# Normilizer for Peter Green's translation of the Odyssey

Solid and clean copy. Here are some characteristics. 

## Before
- Clean from origin
    * no pagination or other in page marginalia
    * no weid characters in text
    * native digital version (no scan, OCR, etc)
- Separated by books
- Line number every five lines
- Prosody "diacritics":  
    - [] Macron (¯) in long vowels (Ancient Greek quirk)
    - [] Dieresis (¨) in accented/pronounced vowels (Ancient Greek quirk)
    - [] Diacritics, grace and acute (`|´)
    - [] Circumflex (^) in vowels with high and falling pitch (Ancient Greek quirk) 
- Superscripts for footnotes remain
- In `Cleaning`, it was stripped from source indicatorat the end of each book, i.e., footer line: EBSCOhost: eBook Collection (EBSCOhost) printed on 3/7/2025 11:00:14 PM UTC via UNIVERSITAET TUEBINGEN. All use subject to https://www.ebsco.com/terms-of-use.

## After
- clean text: only alphabetic characters
- kept syntactical punctuation (. , ; : - " ') for future analysis
- kept one line = one verse; a line break structure for prosodic analysis
- removed macron and accents
- removed book titles
- removed line numbers
- removed numeral digits


In [None]:
# Step 1: read txt and remove book's headers
filepath = "/Users/debr/odysseys_en/cleaned_txts/Odyssey_Green_Cleaned.txt"
output_filepath = "/Users/debr/odysseys_en/normalized_txts/Odyssey_Green_Normalized_v1.txt"

# Create book headers pattern
book_headers = [f'Book {i}' for i in range(1, 25)]

# Read the entire file
with open(filepath, 'r') as file:
    lines = file.readlines()

# Filter out the book headers
new_lines = [line for line in lines if line.strip() not in book_headers]

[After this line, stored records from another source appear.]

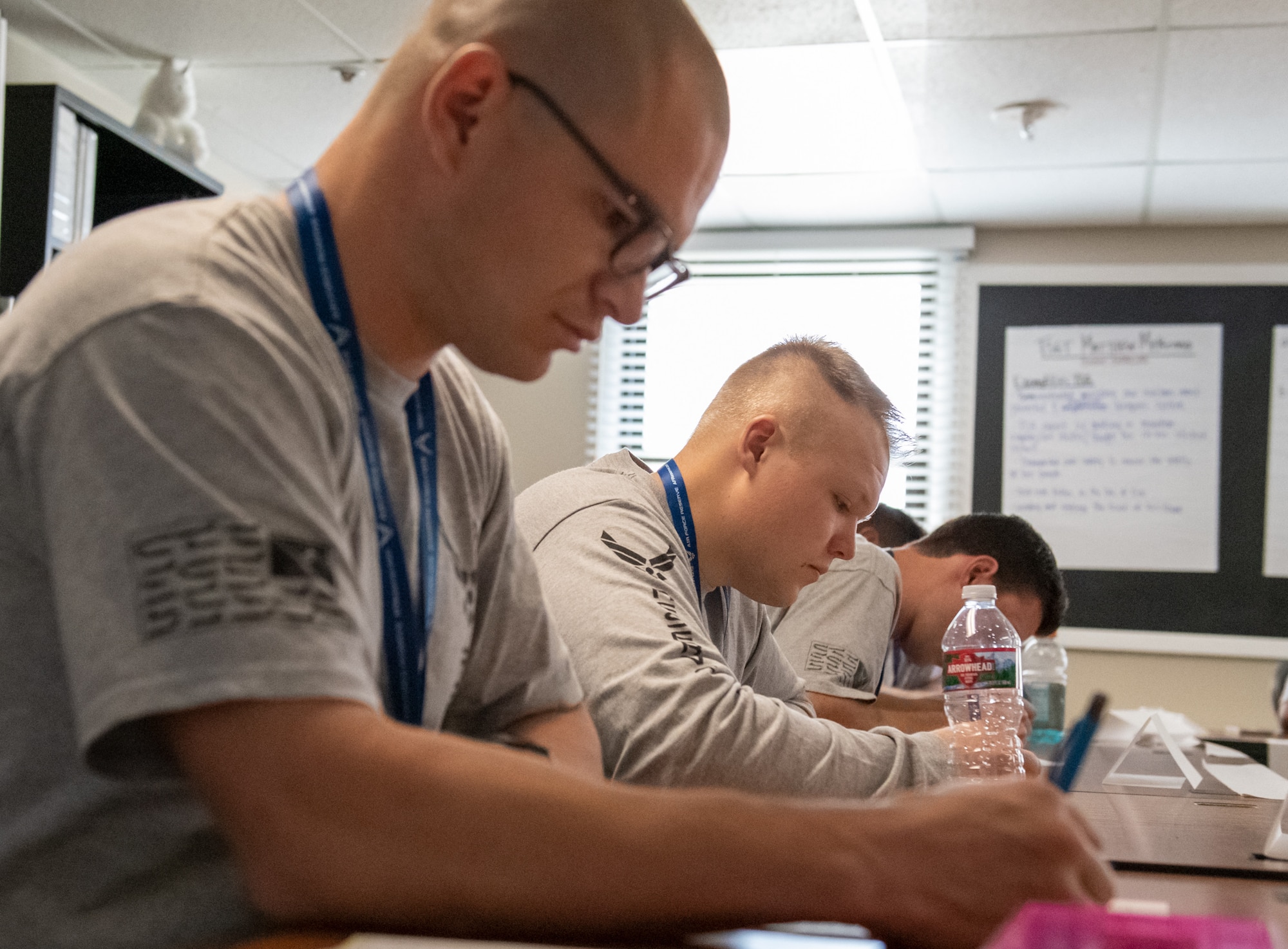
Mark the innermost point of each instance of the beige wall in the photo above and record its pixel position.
(1214, 692)
(547, 420)
(548, 428)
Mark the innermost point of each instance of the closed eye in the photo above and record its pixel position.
(619, 220)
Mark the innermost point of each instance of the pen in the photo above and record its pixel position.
(1076, 745)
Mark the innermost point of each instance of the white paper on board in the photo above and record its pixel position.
(1112, 442)
(1277, 462)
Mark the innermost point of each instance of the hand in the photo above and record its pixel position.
(994, 848)
(1026, 727)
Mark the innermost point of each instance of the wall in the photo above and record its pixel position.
(1215, 692)
(548, 428)
(30, 64)
(547, 420)
(547, 423)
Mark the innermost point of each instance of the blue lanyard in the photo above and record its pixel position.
(678, 500)
(406, 624)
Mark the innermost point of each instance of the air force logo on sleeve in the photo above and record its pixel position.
(655, 567)
(659, 567)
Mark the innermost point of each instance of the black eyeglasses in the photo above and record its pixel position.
(647, 249)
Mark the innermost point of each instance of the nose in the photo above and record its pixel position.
(620, 298)
(843, 541)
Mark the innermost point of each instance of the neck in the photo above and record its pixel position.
(706, 491)
(363, 189)
(905, 559)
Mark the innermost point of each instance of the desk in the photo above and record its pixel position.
(1137, 829)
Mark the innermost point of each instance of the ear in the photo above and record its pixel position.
(469, 88)
(758, 438)
(981, 570)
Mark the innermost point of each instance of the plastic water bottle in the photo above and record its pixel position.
(1046, 674)
(982, 690)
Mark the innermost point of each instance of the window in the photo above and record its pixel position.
(891, 311)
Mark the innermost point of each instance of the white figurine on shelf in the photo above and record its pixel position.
(167, 114)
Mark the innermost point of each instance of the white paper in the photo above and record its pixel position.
(1220, 751)
(1121, 726)
(1277, 462)
(1112, 442)
(1250, 781)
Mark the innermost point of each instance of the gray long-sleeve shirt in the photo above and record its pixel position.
(688, 693)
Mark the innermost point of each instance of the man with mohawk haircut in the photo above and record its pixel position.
(261, 588)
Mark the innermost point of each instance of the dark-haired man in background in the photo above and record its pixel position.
(889, 527)
(898, 605)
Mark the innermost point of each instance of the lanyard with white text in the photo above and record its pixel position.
(406, 628)
(678, 500)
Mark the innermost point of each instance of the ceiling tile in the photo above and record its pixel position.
(1253, 194)
(378, 28)
(242, 32)
(905, 20)
(1228, 12)
(262, 154)
(749, 24)
(296, 110)
(723, 209)
(1041, 198)
(1226, 97)
(822, 200)
(802, 110)
(1106, 84)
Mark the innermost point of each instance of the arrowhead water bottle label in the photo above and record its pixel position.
(980, 669)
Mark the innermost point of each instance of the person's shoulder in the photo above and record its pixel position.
(189, 256)
(615, 481)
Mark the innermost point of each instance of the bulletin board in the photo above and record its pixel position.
(1180, 562)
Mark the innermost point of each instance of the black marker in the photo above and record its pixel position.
(1075, 746)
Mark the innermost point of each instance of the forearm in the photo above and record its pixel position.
(357, 821)
(719, 736)
(907, 715)
(569, 736)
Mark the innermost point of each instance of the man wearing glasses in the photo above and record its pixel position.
(262, 585)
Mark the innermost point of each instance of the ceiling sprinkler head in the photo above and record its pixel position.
(1027, 113)
(348, 71)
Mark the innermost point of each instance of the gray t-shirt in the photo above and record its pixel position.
(686, 692)
(186, 520)
(838, 632)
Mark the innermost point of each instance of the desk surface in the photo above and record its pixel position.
(1139, 829)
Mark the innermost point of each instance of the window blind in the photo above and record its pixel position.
(616, 414)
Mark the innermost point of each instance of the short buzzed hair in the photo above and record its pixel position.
(1026, 563)
(895, 527)
(600, 59)
(838, 369)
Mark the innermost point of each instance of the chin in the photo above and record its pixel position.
(520, 366)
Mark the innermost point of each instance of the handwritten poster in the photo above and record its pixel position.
(1277, 463)
(1112, 444)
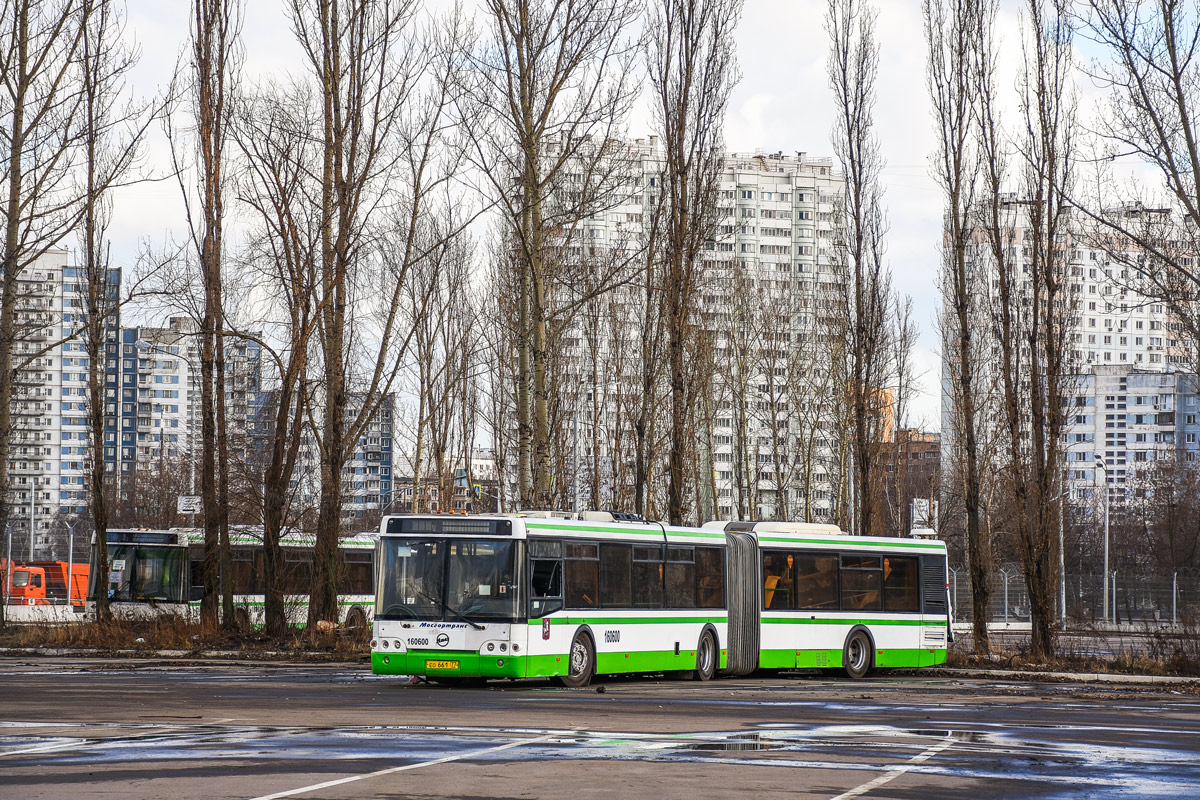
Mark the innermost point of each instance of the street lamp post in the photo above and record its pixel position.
(71, 560)
(142, 344)
(1104, 582)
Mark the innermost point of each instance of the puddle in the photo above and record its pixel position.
(745, 743)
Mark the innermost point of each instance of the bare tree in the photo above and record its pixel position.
(553, 85)
(41, 104)
(112, 136)
(271, 132)
(951, 31)
(382, 205)
(1033, 316)
(693, 70)
(213, 62)
(853, 70)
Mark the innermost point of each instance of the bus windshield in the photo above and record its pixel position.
(467, 581)
(139, 572)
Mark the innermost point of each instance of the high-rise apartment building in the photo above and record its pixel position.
(767, 277)
(1126, 394)
(49, 407)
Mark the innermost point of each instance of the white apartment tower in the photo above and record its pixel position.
(765, 274)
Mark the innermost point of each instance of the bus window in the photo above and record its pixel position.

# Print a preview of the processed text
text = "".join(new_lines)

The man, Muse—tell me about that resourceful man, who wandered
far and wide, when he’d sacked Troy’s sacred citadel:
many men’s townships he saw, and learned their ways of thinking,
many the griefs he suffered at heart on the open sea,
battling for his own life and his comrades’ homecoming. Yet
5
no


## Path A: Controlled normalization
A transparent, "manual," normalization using regex.  

In [10]:
# Step 2: Normalize the text
import re

# Removing numeral digits
def remove_digits(text):
    """
    Remove all digit characters from the given text.
    """
    return re.sub(r'\d+', '', text)

# Removing diacritics, macrons, circumflex, dieresis/umlaut, etc
def normalize_text(text):
    """
    Normalize text by replacing diacritics with their base characters.
    """
    # Dictionary mapping diacritics to their base characters
    replacements = {
        # Dieresis/umlaut characters
        'ä': 'a', 'ë': 'e', 'ï': 'i', 'ö': 'o', 'ü': 'u',
        'Ä': 'A', 'Ë': 'E', 'Ï': 'I', 'Ö': 'O', 'Ü': 'U',
        
        # Circumflex characters
        'â': 'a', 'ê': 'e', 'î': 'i', 'ô': 'o', 'û': 'u',
        'Â': 'A', 'Ê': 'E', 'Î': 'I', 'Ô': 'O', 'Û': 'U',
        
        # Macron characters
        'ā': 'a', 'ē': 'e', 'ī': 'i', 'ō': 'o', 'ū': 'u',
        'Ā': 'A', 'Ē': 'E', 'Ī': 'I', 'Ō': 'O', 'Ū': 'U',
        
        # Even more diacritics
        # Acute
        'á': 'a', 'é': 'e', 'í': 'i', 'ó': 'o', 'ú': 'u',
        # Grave
        'à': 'a', 'è': 'e', 'ì': 'i', 'ò': 'o', 'ù': 'u',
    }
    
    # Replacement time!
    for original, replacement in replacements.items():
        text = text.replace(original, replacement)
    
    return text

# Apply the normalization to the text
text = remove_digits(text)
text = normalize_text(text)


In [7]:
bf_norm = "".join(new_lines)

In [9]:
def extract_and_compare_section(text_to_compare, start_phrase, end_phrase):
    """
    Extract a section of text between two phrases and compare before/after normalization.
    """
    # Find the start and end indices
    start_index = text_to_compare.find(start_phrase)
    if start_index == -1:
        return "Start phrase not found in text"
    
    # Add the length of the start phrase to get to the end of it
    start_index += len(start_phrase)
    
    # Find the end phrase starting from after the start phrase
    end_index = text_to_compare.find(end_phrase, start_index)
    if end_index == -1:
        return "End phrase not found after the start phrase"
    
    # Extract the section
    section = text_to_compare[start_index:end_index]
    
    # Normalize the section
    normalized_section = normalize_text(section)
    
    # Create a comparison output
    result = "Original section:\n"
    result += section
    result += "\n\nNormalized section:\n"
    result += normalized_section
    
    return result


text_to_compare = bf_norm

# Extract and compare the section
comparison = extract_and_compare_section(
    text_to_compare,
    "where proud attendants unloaded their gear, while they",
    "one succeeding another; and when the sun went down"
)

print(comparison)

Original section:

360
themselves all went to assembly, but would not permit
any others to sit with them, either young or old; and next
Eupeithēs’ son Antinoös addressed them, saying: “Look here,
see how the gods have saved this fellow from harm!
Day after day our lookouts perched up on the windy heights,
365


Normalized section:

360
themselves all went to assembly, but would not permit
any others to sit with them, either young or old; and next
Eupeithes’ son Antinoos addressed them, saying: “Look here,
see how the gods have saved this fellow from harm!
Day after day our lookouts perched up on the windy heights,
365



In [None]:
# Create output directory if it doesn't exist
import os
os.makedirs(os.path.dirname(output_filepath), exist_ok=True)

# Write to a new file 
with open(output_filepath, 'w') as file:
    file.writelines(new_lines)